A Barra é solidária aos portadores de deficiência auditiva: fala-se em volume bem acima do necessário para os ouvidos comuns, mas calibrado para contemplar os que padecem de perda de audição.
O barrense (outrora conhecido como “emergente”) é, antes de tudo, um altruísta. Incapaz de ouvir música sozinho, abomina o fone de ouvido e compartilha seu gosto musical (e suas preferências nos reels) com todos à sua volta. Na praia, na ciclovia, na academia, na piscina, o som do seu celular busca alcançar o máximo de pessoas à sua volta, numa atitude de democrático desprendimento.
A Barra é sociável.
O bairro é famoso pelo caráter comunicativo de sua gente. Nos cinemas, as conversas são tão animadas quanto aquelas que, em outras partes da cidade (quiçá do mundo), só acontecem nos bares e nos estádios de futebol.

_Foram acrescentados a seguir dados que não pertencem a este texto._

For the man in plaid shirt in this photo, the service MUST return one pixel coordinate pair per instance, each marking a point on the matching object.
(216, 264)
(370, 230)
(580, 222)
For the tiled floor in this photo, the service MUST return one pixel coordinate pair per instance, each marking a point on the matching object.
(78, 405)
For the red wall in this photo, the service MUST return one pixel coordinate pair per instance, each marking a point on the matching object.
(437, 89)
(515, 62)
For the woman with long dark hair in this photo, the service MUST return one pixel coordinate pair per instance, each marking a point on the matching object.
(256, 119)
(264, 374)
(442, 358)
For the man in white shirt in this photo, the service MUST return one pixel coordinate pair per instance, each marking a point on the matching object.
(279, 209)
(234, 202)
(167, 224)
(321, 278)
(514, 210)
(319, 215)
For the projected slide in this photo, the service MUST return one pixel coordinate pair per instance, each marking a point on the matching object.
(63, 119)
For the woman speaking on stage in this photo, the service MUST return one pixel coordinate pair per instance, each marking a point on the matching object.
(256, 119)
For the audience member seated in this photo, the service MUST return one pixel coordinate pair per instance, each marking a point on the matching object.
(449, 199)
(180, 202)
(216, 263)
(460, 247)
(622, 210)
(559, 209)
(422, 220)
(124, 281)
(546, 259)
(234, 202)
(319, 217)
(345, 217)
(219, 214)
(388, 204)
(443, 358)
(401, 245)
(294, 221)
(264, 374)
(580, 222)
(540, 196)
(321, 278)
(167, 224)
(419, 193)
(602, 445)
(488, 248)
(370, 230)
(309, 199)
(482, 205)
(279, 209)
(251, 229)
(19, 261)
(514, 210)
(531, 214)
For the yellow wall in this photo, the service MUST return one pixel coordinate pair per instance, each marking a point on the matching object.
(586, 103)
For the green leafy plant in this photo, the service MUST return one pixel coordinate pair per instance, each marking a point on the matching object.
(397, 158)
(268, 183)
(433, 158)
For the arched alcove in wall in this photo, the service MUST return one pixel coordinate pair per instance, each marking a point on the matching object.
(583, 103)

A Barra é o lar de gente feliz, que gargalha nos teatros, qualquer que seja o enredo da peça. O drama, aqui, não se cria.
Catetinos, gaveanos, grajauenses podem ter lá suas virtudes, mas só o emergente quer tanto a companhia dos vizinhos que insiste em entrar no elevador antes que estes saiam. Assim, todos desfrutam — nem que seja por breves momentos – dessa convivência tão aprazível.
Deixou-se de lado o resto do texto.